The Federal Reserve released a report on Friday showing a record drop in U.S. industrial production in the month of April, as the COVID-19 pandemic led many factories to slow or suspend operations throughout the month.
The report said industrial production plummeted by 11.2 percent in April after tumbling by a revised 4.5 percent in March.
Economists had expected production to plunge by 11.5 percent compared to the 5.4 percent nosedive originally reported for the previous month.
Andrew Hunter, Senior U.S. Economist at Capital Economics, noted the steep drop was “sharper than at any point in the index’s 101-year history, including the Great Depression, the end of World War 2 and the Global Financial Crisis.”
“Output will rebound from May onwards, as factories begin to reopen, but the early signs are that the recovery is set to be gradual,” Hunter added.

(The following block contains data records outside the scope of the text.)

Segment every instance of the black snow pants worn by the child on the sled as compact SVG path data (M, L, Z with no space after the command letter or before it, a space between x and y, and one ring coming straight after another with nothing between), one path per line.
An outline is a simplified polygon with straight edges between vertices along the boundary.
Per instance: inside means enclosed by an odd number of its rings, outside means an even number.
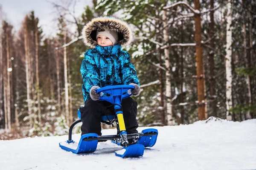
M86 133L97 133L101 136L101 116L105 115L107 109L110 109L113 112L113 115L115 114L114 106L111 105L113 104L107 101L94 101L89 98L85 102L84 107L80 108L82 120L81 135ZM136 130L138 127L136 119L137 102L131 97L128 97L122 99L121 105L127 134L138 133Z

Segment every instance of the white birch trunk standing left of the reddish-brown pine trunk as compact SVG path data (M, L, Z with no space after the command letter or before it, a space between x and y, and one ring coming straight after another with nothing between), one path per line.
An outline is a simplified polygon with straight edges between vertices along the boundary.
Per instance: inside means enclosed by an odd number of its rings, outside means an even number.
M168 43L168 28L166 11L163 11L163 40L164 44ZM172 88L171 88L171 74L170 74L170 62L169 62L170 51L169 48L164 48L165 66L166 66L166 112L167 112L167 125L173 125L172 115Z

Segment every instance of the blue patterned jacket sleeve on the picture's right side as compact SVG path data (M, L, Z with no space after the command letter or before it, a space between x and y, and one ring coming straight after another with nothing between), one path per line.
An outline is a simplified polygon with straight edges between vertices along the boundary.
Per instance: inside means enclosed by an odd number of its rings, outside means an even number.
M123 66L122 66L122 82L124 85L129 85L130 83L135 83L140 85L139 79L137 77L137 72L134 65L131 63L131 57L127 51L123 52Z

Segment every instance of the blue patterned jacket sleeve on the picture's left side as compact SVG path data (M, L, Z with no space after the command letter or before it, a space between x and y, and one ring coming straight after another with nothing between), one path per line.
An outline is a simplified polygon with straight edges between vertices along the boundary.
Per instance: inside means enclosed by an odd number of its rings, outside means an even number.
M84 59L81 64L80 71L84 82L84 88L88 93L90 93L90 88L93 85L101 87L98 68L90 50L84 53Z

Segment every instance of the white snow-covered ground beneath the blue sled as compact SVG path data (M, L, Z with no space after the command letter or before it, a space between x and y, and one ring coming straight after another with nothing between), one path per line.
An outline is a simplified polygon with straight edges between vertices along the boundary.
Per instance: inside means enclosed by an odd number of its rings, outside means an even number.
M148 127L140 127L143 130ZM58 143L67 136L0 141L0 170L255 170L256 119L222 119L192 125L154 127L157 143L141 158L122 159L111 142L100 142L94 153L76 155ZM116 130L102 130L103 135ZM73 135L79 141L80 134Z

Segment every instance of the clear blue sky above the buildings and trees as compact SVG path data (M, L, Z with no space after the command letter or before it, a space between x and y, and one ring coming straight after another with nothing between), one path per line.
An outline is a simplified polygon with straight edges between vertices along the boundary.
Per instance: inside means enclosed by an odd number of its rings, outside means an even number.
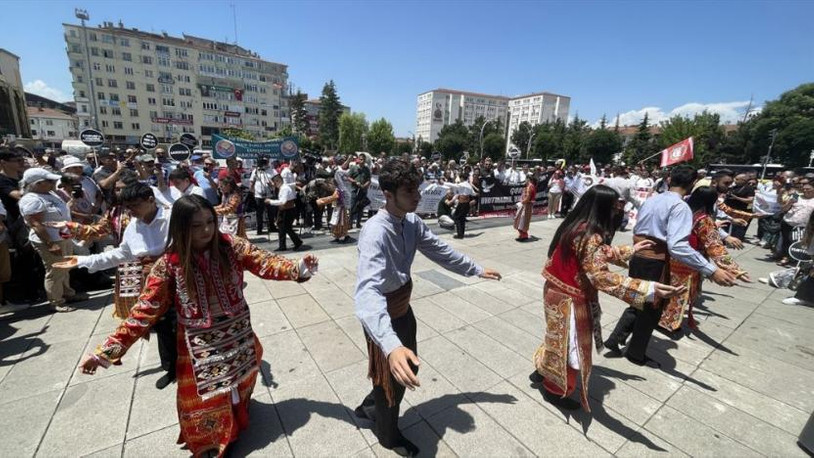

Manufacturing output led the way lower, cratering by 13.7 in April amid a 70 percent collapse in the output of motor vehicles and parts.
Mining output also tumbled by 6.1 percent in April, while utilities output showed a relatively modest 0.9 percent decrease.
The report also said capacity utilization slumped to 64.9 percent in April from a revised 73.2 percent in March. Capacity utilization had been expected to plunge to 64.0 percent.
Capacity utilization in the manufacturing and mining sectors plummeted to 61.1 percent and 81.7 percent, respectively, while capacity utilization in the utilities sector dipped to 71.1 percent.